Amb. Chiedu Osakwe, Nigeria’s Chief Trade Negotiator and Director-General, Nigerian Office for Trade Negotiations (NOTIN) has calmed the manufacturers fear and said “Necessary steps are being taken to protect the economy under AfcFTA.”
He assured that the agreement has provisions for remedies against dumping and other unfair trade practices to protect economies of member countries.
“Let me say this at the level of facts, in the agreement establishing the AfCFTA which Nigeria has not signed, we have a provision on trade remedies. We have a provision against dumping, we have a provision that is on the basis of which a party can apply for certain duties for products that have been sold below market price from a producer or importer into Nigeria. “So, we have anti-dumping clause as a trade remedy in AfCFTA,” he said.
“The countries that have not signed yet, most of them will sign by July, when the next continental meeting convenes. They are still in consultations and when they finish they will come on board”
Ruwandan President Paul Kagame, who is the current Chairperson of the African Union, said: “The wish is to see all African Countries adopts the free trade area agreement and ratify it so that it enters into force before the end of 2018.”
While speaking at the opening ceremony of the 10th Extraordinary Summit of African Union, President Kagame noted that the signing of these agreements, expresses unity in moving the continent forward.
“Taken together, these are surely to be counted among the most consequential actions that this Assembly has ever taken.

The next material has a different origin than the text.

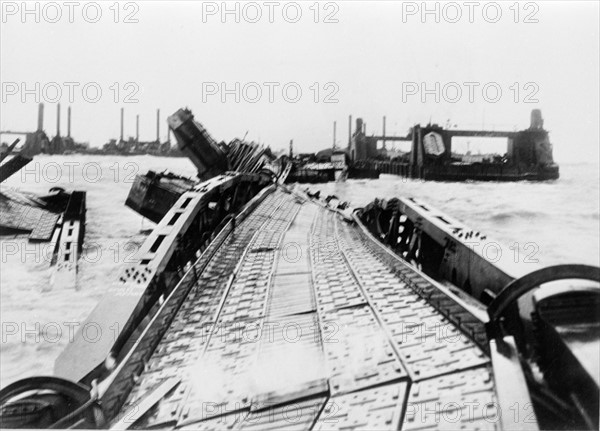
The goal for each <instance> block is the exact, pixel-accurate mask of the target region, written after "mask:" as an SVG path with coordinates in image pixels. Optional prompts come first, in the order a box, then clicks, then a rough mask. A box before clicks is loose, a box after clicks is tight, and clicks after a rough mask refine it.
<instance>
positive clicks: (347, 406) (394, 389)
mask: <svg viewBox="0 0 600 431" xmlns="http://www.w3.org/2000/svg"><path fill="white" fill-rule="evenodd" d="M406 386H407V385H406V383H396V384H393V385H386V386H380V387H377V388H373V389H365V390H362V391H358V392H353V393H350V394H346V395H339V396H337V397H332V398H330V399H329V400H328V401H327V403H326V404H325V408H324V409H323V411H322V412H321V414H320V415H319V418H318V419H317V422H316V424H315V426H314V428H313V429H314V430H316V431H326V430H396V429H399V425H400V419H401V414H402V404H403V402H404V399H405V394H406Z"/></svg>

“The promise of free trade and free movement is prosperity for all Africans, because we are prioritising the production of value-added goods and services that are “Made in Africa,” he said.
Also, Ambassador Albert Muchanga, AU Commissioner for Trade and Industry, affirms that the countries that have not signed yet, most of them will sign by July, when the next continental meeting convenes. They are still in consultations and when they finish they will come on board,” he said.
46 Countries Sign, 8 Pending
So far, out of the 54 African countries, at least 46 have endorsed the continental trade agreement while 8 countries namely, Nigeria, Burundi, Lesotho, Namibia, Eritrea, Benin, Sierra Leone and Guinea Bissau abstained from the free trade area agreement.
African Union officials said countries that have signed the agreement will need to submit a schedule of tariffs by December, adding that they expect intra-African trade to double over the next four years once tariffs are reduced.